Built to rent and ruin

Built to rent and ruin
Barbara Francis & Rus Littleson

An inner-city apartment resident has written to We Live Here with a horror story of dealing with “visiting drunks lacking self-awareness” in a neighbouring property.

The story has its genesis in a decade-old example of bipartisan government ineptitude, as our correspondent writes:

“Our neighbour is the gargantuan 175-unit ‘EVO Apartments’ that was built under an ill-star. Before the block was occupied, it was compulsorily acquired by the state government in 2014 to make way for the aborted East-West Link. After nearly a decade in limbo, the building was sold by the government as a build-to-rent investment to a funds management group – at a 30 per cent loss.”

“The worst aspect is the short-stay factor. We face constant parties with late-night revellers drinking and screaming in their communal swimming pool with loud music or emerging onto balconies after returning from nightclubs at 2 or 3am and bellowing into the night. In the absence of long-term residents, there is no self-policing of this property.”

This resident’s story should be a warning to the government about the regulations so desperately needed to manage the “built-to-rent” trend.

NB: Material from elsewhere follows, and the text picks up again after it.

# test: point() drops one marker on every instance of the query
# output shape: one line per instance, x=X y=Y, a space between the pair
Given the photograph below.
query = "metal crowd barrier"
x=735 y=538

We Live Here has been trying to engage with the government and opposition parties to address the lack of affordable housing, while short-term letting goes unchecked. We have tried for more than six years to get the Victorian Government to take positive action; it is an embarrassment that for platforms like Airbnb, Melbourne is the most penetrated market in the world.

Will Melbourne City Council step up?

Pre-COVID, former councillor Dr Jackie Watts proposed a motion to the City of Melbourne to classify short term accommodation as a change of use requiring a planning permit. The motion failed to gain adequate backing. Can we expect more support from the council now?

We Live Here is tempted to be sanguine because Deputy Lord Mayor of Melbourne, Cr Reece is well known for supporting homeless people and this month wrote an opinion piece bemoaning that “rents are soaring due to a lack of supply in the private market”; Cr Leppert’s Greens party recently made a major policy announcement on regulating short stays.

If We Live Here learns of any plans by the council, we will be sure to let our readers know.

Out of business and out of luck

Nerida Pohl, stalwart residents’ rights champion, has reported that her building’s manager has ceased trading with debts of many millions. Our intrepid correspondent believes a financial investigation is warranted.

Regular readers will recall our coverage of the seven-year battle against the arrogation of the lobby and loading dock by the commercial interests.

We Live Here will monitor this case closely because it is an exemplar both of the chicanery permitted under the flawed Owners’ Corporation Act and the power of residents standing up to the cupidity of developers.

We celebrate Nerida’s win – this building now has a democratically elected committee of residents rather than proxy-backed manager’s appointees.